How Alberta’s Oil Sands are Produced


I spent the first week of November in the heart of the Athabasca oil sands around Fort McMurray, Alberta. I was there as a guest of the Canadian government, which hosts annual tours for small groups of journalists and energy analysts. In the previous two articles, I covered some of the environmental issues arising from the development of the oil sands.

In Oil Sands and the Environment – Part I I discussed greenhouse gas emissions, impacts on wildlife, and I touched upon water usage. I also detailed some of the work of Pembina Institute (PI), which is working to improve the environmental conditions as the oil sands are developed. In Oil Sands and the Environment – Part II I covered the tailings ponds, water consumption, impacts to water quality, and impacts to indigenous people.

Today I want to discuss the actual process of converting the oil sands into oil. Some may feel that this should have been the first article I wrote, but because the development of the oil sands is environmentally controversial on many fronts, I thought it was important to go over environmental issues first before discussing the process. I think that if I had covered the process first, most of the comments and questions would have been about the environmental issues.

First, I want to provide readers with a general overview of the situation in Alberta. I will discuss the two major methods of producing the oil sands — surface mining and in situ production — illustrated by the two companies that we visited on this trip: Canadian Natural Resources Limited (NYSE: CNQ, TSE: CNQ) and Cenovus Energy (NYSE: CVE, TSE: CVE). I will devote next week’s column to the energy return on energy invested (EROEI) and the cost of production of oil sands production based on information gathered on my trip, with a focus on data from Cenovus and Canadian Natural Resources.

Overview of Canada and Alberta

Canada produced 3.9 million barrels per day (bpd) in 2012, making it the fifth largest oil producer in the world. Canada is also the fifth largest global natural gas producer at 15 billion cubic feet (Bcf) per day.

Alberta has a population of 4 million people, and is Canada’s primary oil- and gas-producing province.
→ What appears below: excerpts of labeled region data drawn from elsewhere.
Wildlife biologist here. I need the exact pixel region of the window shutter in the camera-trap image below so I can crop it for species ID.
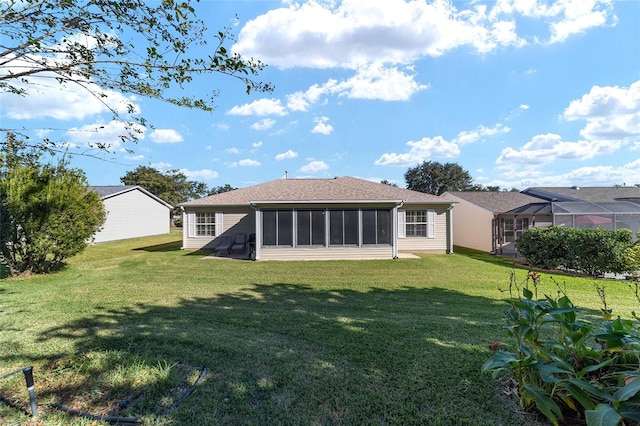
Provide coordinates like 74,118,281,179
216,212,224,237
427,210,436,238
398,210,407,238
187,212,196,238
Alberta’s economy is highly dependent on oil and gas. It is situated next to its more liberal neighbor British Columbia, which is a bit like having Texas border California.

Alberta accounted for 2.5 million bpd of Canada’s oil production, and 10 Bcf/day of Canada’s gas production last year. Alberta’s share of Canada’s oil production is expected to grow substantially over time. The province supplied 22 percent of US crude oil imports in 2012, a larger contribution than from any country outside of Canada.

Canada has the third-largest oil reserves in the world — more than Iran or Iraq. Of the 173 billion barrels of Canadian reserves, 169 billion barrels are from oil sands, which are a mixture of sand, clay, water, and bitumen – a very heavy oil.

Of the world’s oil reserves, 80 percent are state-owned or controlled. Only 20 percent of global reserves are accessible to independent oil and gas companies, and half of those are in Canada’s oil sands.

Alberta’s oil production has been growing by about 170,000 bpd each year, and a production increase of about 1.8 million bpd is forecast by 2022. There is some shale gas and tight oil in the central and southern part of the province, away from where oil sands are located. There have not been any forecasts made on future tight oil production in the province, as it is still at a pre-commercial stage.

Alberta’s goal is to be in the top quartile for conditions favorable for investing in the oil and gas industry, and to grow oil sands from its current market share of 2.1 percent of global oil consumption. Canada’s oil sands saw $25 billion (Canadian) of investment in 2012, versus $20 billion for conventional oil and gas. Historically most of the investment has originated from Canada, the US and Europe, but investments from Asia have increased substantially in recent years. Foreign countries with investments in Alberta’s oil sands include China, Japan, Korea, Thailand, Norway, France, UK and the Netherlands.

If Alberta were a US state it would be the third largest by area, just barely behind Texas. The oil sands deposits are spread across an area slightly larger than New York state. Of the nearly 55,000 square miles of oil sands formation, 1,853 square miles have been identified as being close enough to the surface for mining. To date, 276 square miles have been disturbed by surface mining, and 27 square miles are under active reclamation.

Alberta_Map_with_Legend_Nov_2011Source: Government of Alberta

Surface Mining

Most of the oil sands production thus far has come from surface mining, and this is the technique that has attracted the most environmental criticism. Surface mining is feasible when the oil sands are relatively close to the surface. In order to produce oil sands from surface mines, any harvestable timber is sold and the overburden — which consists of 30 to 40 meters of peat, clay, and sand — is removed and set aside for future reclamation. The oil sands are then removed from the open pit and placed in dump trucks capable of carrying loads of 400 short tons. The trucks themselves weigh 250 tons, so a fully-loaded truck weighs 1.3 million pounds.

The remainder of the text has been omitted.